I'd begun looking at origami forms and folded a crane, thinking I was going to draw it. Of course then it struck me that the interesting aspect of origami is the process of folding which is of course done by hand. I refolded the crane this time photographing each key stage. It was simple to convert the photos to black and white (I love focussing just on tone), then print them to cotton poplin using our digital textile printer here at Fingerprint.
Of course the print is just the first step. Quilting is my favourite part of the textile process. I've used freehand machine quilting. Usually I'd work on a longarm, but these pieces are relatively small so I've used a regular sewing machine, besides, Linda's been hogging the longarm and with the intermittent nature of my work at the moment I daren't block her progress with one of my quilts lingering on the frame far too long!


The quilting is simple, contour quilting on the hands, linear quilting on the crane to suggest the change of planes that the folds create and then a more decorative, Sashiko inspired background in an 'oriental' red. So this is the first, there's definitely a second underway and quite possibly more to complete the set, but I only have confidence in two being finished and ready to hang for the next exhibition.

Bye for now,
Laura
xxx


Friday 22 February 2013

Life 6 - Still Life (With Orange)

The Story:  Imagine a warm day in summer; you've done your chores and the house is clean and tidy. You decided to go out and do some shopping and see some friends for a coffee and chat.  You've rushed around and had a fabulous time. You're back at home and are having a quiet 5 minutes.  You're thinking about the things that happened and the laughs you've had; the sun is shining in through the window and you feel warm and contented.  Your eyes begin to droop and you smile gently.


The words on the quilt are a poem by Wendy Cope:


The Orange
At lunchtime I bought a huge orange —
The size of it made us all laugh.
I peeled and shared it with Robert and Dave —
They got quarters and I had a half.

And that orange, it made me so happy,
As ordinary things often do
Just lately. The shopping. A walk in the park.
This is peace and contentment. It’s new.

The rest of the day was quite easy.
I did all the jobs on my list
And enjoyed them and had some time over.
I love you. I’m glad I exist.






Tuesday 5 February 2013

A fair exchange

So what do you do to repay Grandma for babysitting? You teach her Photoshop of course! Today Linda and I have given ourselves square eyes sat in front of the computer creating digital collages for quilts. You'll have seen Linda's previous post of her sketchbook pages. They've been tweaked on Photoshop, we've modified the colour and erased the ugly line that is the spine of the book from the centre. It's all printed to fabric and ready to be quilted now. I'll make sure Linda takes photos and posts them for you to see.

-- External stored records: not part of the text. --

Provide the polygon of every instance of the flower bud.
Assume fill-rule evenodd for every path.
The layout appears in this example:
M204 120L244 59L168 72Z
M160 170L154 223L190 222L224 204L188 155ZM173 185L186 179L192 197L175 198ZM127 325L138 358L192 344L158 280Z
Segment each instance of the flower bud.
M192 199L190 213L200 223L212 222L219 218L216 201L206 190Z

Today's aim was to make use of more pages from Linda's sketchbook, but there wasn't another spread that was perfect to be printed just as it was. She liked elements from one, motifs from another and so on. We've scanned, cropped, layered, pinched bits from one page and merged them with another to make a whole new design. It's so exciting to be able to use sketchbook pages in this way. Between us we have enough sketchbooks to keep us going in this vein for several lifetimes.

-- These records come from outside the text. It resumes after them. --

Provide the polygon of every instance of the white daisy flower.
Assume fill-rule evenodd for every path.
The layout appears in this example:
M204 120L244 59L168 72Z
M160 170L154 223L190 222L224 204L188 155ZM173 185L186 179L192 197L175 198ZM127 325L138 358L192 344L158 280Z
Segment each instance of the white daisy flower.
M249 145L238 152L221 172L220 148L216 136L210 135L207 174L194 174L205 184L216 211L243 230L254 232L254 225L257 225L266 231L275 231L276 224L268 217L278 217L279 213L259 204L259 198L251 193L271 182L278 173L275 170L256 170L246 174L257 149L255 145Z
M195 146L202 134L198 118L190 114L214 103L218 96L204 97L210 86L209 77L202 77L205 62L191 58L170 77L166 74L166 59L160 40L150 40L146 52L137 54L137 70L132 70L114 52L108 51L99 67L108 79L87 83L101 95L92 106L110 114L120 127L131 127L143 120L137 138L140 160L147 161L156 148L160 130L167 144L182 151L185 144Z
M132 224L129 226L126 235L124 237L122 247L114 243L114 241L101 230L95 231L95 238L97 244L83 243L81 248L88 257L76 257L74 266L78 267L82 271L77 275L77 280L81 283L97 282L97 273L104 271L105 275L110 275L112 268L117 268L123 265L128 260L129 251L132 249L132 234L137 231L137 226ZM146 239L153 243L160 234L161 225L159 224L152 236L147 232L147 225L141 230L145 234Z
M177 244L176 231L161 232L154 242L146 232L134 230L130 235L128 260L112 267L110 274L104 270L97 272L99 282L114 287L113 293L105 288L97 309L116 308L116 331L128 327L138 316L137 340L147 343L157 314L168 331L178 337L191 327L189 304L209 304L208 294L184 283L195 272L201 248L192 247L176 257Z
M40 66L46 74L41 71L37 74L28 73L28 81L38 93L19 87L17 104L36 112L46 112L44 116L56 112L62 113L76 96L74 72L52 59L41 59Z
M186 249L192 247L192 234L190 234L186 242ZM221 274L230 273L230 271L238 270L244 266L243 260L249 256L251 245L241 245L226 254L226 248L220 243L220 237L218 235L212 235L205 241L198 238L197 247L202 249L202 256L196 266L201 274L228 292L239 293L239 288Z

And here are the two designs. These'll be printed on the fabric full width making them about 1.5 metres wide each. The heron was a gouache painting on one page. He'd been worked onto a metallic gold background, but that doesn't scan well, it just reads as boring brown, so that was zapped and replaced with a much more painterly background. You'll spot the pattern elements that were from the previous sketchbook page and we've also used other collaged shapes from other pages. It's such fun to play with layering all of these and of course there's nothing to lose, if it's wrong, just Undo!

These quilts will be hung to face each other and in the second version you'll see that Linda chose to flip the original design and adjust the colouring.

This heron is a funny character and you may well be wondering what he's squawking at. Well like me, you'll just have to wait and see what she comes up with!